The market wanted evidence of a stronger recovery from the sector leader and showed their disappointment by dropping the stock in after-hours trading on Tuesday.
But that’s only half the story. Some big name investors are looking beyond the frantic quarterly trading activity to the long-term case for investing in Starbucks. The question is, which group has got it right?
Starbucks reported revenues of $6.7bn for the second quarter versus analyst expectations of $6.8bn as like-for-like sales rebounded from the doldrums of the pandemic hit to trade.
But earnings per share came in at $0.62 against predictions of $0.52 and were up from $0.32 last year.
So a bit of a mixed bag but it did prompt the siren-blazoned giant to raise its full year revenue guidance to the $28.5bn - $29.3bn range, up from previous expectations of $28bn - $29bn.
It’s how the firm can tackle the rest of 2021 and beyond that seems to be splitting the pack.
Although chief exec Kevin Johnson put poetry to work in explaining the opportunity for the group in the key inflection point ahead.
He said the chain is positioned “for the inevitable great human reconnection” the company sees unfolding in the US “and will propagate in every market around the world, where people once again connect with others face-to-face to heal, to belong, to reflect, to share and to celebrate.”
Whether that sentiment has already been baked into the current share price is anyone’s guess though.
A forward price to earnings ratio (PE) of around 40 does look high and will put off a lot of investors.
But what you get for that is a world-leading brand and one that fund manager Terry Smith snapped up during market dips last year.
The manager is known for buying high quality companies able to reinvest in themselves and foment even more market dominance.
For Smith, part of the attraction to Starbucks was the fact that its biggest competitor in China, Luckin Coffee, had to pay $180m to settle accounting fraud charges, having overstating its 2019 revenue and understating losses.
When an opponent loses ground, that dominance can grow even more. China is Starbucks’ second biggest market and could be ripe for the picking once normality resumes. The firm plans to have opened 600 stores in the country by the end of 2021.

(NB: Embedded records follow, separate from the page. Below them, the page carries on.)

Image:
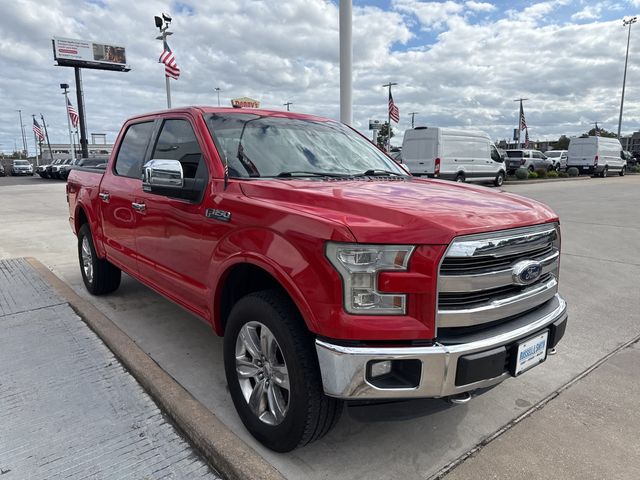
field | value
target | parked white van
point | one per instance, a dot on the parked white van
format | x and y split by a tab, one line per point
450	154
597	155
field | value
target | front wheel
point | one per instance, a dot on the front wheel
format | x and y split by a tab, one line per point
99	275
273	374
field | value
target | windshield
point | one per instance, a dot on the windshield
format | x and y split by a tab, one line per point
267	146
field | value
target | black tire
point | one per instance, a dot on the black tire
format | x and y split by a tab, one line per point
310	413
104	277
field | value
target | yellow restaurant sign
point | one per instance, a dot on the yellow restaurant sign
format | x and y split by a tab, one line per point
245	102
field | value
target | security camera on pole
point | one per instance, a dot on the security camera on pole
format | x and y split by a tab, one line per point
171	69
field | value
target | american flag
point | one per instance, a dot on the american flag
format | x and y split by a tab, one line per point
37	130
394	113
167	57
73	114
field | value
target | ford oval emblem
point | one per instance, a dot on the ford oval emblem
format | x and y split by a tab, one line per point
526	272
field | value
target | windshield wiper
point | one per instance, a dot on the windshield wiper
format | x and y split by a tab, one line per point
379	172
305	173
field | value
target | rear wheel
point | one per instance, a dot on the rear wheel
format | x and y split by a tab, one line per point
273	374
99	275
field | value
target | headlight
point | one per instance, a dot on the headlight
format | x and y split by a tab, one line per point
359	265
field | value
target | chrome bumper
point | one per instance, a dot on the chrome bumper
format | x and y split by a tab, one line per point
343	368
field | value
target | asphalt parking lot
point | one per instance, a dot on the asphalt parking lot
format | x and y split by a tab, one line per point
405	440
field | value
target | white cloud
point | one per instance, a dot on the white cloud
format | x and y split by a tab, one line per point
461	75
479	6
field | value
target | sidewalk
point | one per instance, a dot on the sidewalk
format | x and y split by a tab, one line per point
590	431
68	409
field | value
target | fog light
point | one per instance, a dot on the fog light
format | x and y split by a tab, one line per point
380	368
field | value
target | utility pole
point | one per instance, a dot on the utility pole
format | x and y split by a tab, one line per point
163	25
346	64
628	21
65	87
520	115
46	134
24	139
413	114
389	85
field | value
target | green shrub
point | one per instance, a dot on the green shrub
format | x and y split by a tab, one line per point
522	173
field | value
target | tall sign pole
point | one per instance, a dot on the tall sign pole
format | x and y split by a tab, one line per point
346	61
35	141
625	22
46	134
65	87
389	85
84	147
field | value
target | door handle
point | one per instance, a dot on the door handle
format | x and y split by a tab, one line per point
139	207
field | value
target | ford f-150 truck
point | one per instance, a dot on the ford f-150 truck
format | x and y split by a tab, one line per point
332	273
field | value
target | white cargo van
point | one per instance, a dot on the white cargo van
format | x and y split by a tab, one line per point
458	155
597	155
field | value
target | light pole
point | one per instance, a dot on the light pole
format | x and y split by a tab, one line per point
626	21
346	54
65	88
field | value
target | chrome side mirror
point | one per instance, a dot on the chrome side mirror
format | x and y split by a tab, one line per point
162	175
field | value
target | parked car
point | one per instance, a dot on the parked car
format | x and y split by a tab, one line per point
558	157
596	155
527	158
331	273
459	155
21	167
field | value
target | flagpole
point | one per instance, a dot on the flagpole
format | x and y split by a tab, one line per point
46	134
35	140
66	106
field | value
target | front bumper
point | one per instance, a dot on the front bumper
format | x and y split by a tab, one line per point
344	368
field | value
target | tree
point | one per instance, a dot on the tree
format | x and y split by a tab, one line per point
562	143
383	134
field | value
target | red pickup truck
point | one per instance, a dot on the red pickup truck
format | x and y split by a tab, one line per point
332	273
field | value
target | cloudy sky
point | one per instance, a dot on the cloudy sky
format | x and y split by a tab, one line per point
457	62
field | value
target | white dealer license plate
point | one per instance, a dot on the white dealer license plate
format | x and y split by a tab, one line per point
531	352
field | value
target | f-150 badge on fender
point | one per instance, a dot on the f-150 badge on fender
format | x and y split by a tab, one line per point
218	214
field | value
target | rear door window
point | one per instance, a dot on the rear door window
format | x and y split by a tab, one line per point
132	150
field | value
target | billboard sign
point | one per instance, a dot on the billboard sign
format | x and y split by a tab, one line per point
85	54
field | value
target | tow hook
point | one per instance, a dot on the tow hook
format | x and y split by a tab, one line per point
460	398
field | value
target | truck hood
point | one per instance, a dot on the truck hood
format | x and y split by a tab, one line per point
404	211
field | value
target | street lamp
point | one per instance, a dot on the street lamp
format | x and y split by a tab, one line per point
625	21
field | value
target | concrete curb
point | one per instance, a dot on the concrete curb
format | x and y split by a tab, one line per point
545	180
226	452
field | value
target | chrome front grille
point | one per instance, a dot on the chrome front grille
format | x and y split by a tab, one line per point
479	281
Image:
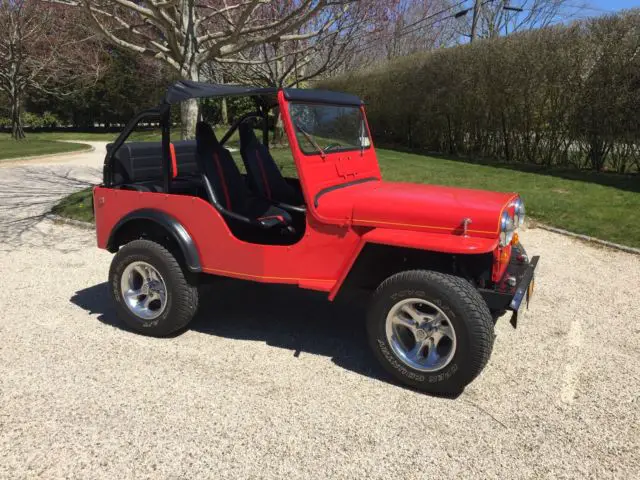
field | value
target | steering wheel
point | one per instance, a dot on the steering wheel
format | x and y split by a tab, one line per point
332	146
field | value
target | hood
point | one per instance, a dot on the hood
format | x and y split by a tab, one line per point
417	207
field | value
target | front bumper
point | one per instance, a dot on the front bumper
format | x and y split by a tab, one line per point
507	295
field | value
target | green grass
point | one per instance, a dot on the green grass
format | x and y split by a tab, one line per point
139	136
604	206
33	146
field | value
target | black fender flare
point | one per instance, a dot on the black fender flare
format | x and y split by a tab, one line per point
168	223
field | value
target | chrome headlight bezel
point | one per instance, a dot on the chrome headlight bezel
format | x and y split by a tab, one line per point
518	212
507	229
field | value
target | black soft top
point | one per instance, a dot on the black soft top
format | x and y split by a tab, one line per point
186	89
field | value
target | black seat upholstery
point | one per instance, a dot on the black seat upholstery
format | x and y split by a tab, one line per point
263	174
228	185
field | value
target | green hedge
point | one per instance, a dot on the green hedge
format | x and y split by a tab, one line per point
560	96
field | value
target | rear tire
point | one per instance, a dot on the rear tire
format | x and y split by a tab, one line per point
153	294
430	330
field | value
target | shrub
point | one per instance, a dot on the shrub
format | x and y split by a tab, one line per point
559	96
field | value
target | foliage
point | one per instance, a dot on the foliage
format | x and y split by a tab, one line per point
129	84
30	147
558	96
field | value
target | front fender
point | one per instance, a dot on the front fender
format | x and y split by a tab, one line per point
431	242
172	226
434	242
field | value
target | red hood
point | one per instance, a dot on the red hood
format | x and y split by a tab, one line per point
414	206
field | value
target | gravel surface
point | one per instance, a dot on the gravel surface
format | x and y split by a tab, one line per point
273	383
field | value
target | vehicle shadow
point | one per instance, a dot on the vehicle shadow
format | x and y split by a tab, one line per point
302	321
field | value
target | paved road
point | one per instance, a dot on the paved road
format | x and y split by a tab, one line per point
28	190
271	384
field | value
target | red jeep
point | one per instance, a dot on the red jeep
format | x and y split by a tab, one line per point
442	264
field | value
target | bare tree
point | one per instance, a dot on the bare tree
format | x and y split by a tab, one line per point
41	48
502	17
290	63
186	34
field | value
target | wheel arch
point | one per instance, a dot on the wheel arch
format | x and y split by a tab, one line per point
382	253
158	225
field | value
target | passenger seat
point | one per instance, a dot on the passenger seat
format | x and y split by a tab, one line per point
263	174
227	183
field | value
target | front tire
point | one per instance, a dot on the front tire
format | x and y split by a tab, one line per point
152	293
430	330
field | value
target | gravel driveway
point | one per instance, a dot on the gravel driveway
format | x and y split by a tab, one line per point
272	383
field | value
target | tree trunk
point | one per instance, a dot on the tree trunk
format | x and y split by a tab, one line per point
17	130
224	112
189	108
188	118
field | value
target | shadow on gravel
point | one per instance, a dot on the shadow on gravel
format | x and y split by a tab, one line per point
281	316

A lot of investors will gladly pay up for a good company at a reasonable price but many won’t feel comfortable with the current high valuation despite the possible opportunity ahead in the US and in China.
It was the firm’s valuation that prompted Pershing Square Holdings manager Bill Ackman to offload his position in the coffee business over 2020.
In the Pershing Square Holdings 2020 annual report, Ackman explained, “We exited our initial investment in Starbucks in January 2020, and opportunistically repurchased a stake in the company at a highly attractive valuation during the March market downturn.
“Management has handled the COVID-19 crisis incredibly well, which we believe will enable the company to emerge even stronger following the pandemic. At the company’s current valuation, about twice the price we paid one year ago, our expected returns from owning Starbucks are below our long-term targets. As a result, we recently sold our stake.”
The near-term course of the Starbucks share price hinges on how it services customers, and how customers want to be serviced, as Covid restrictions end.
Johnson isn’t behind the door in how he thinks the firm will fare. On the post-corona transition he said, “Starbucks was built for this moment.”
The company boss is predicting a huge influx of customers who want to sit, sip and socialise when they can.
And it might just be that there are fewer places to do that.
Independent cafés and smaller artisan coffee businesses have been trying to chip away at the firm’s leadership for years. But, given the tribulations of the past year, many won’t be there when normality resumes for the rest of us.
The flipside of small competitors going out of business is that well-capitalised dominant companies can improve their market presence and reach.
While Starbucks’ focus on surviving the pandemic will have had little bearing on the viability of these businesses, there may just be fewer coffee shops to compete against.
When the numbers come out, one thing investors tend to overlook is how much of a firm’s destiny it has in its own hands. If a company is just pushed from pillar to post by changes in the global economy or is relying on external factors to justify its very existence there’s an enormous amount of risk involved.
No company can control everything but the past year has given us a chance to see just how capable management teams have been at doing their best to take charge of the situation.
In the case of Starbucks, management quickly shifted to a drive-thru and delivery-only model at the beginning of the pandemic, with traffic tailbacks common outside its service hatches.
As bosses reopened locations where they could, sales showed strong signs of recovery. With many other firms, a 15% rise in revenues would be a success story, given the backdrop. But with Starbucks, it prompted a share price sell-off, such is the quality investors have come to expect from the company.
It won’t be an easy route back to normality but Starbucks has the kind of market presence, reputation for low level luxury and general cultural zeitgeist many brands emerging from lockdown would kill for.
Investors need to decide whether that is worth paying up for like Smith or, like Ackman, you think any positive future prospects are already baked into the price by now.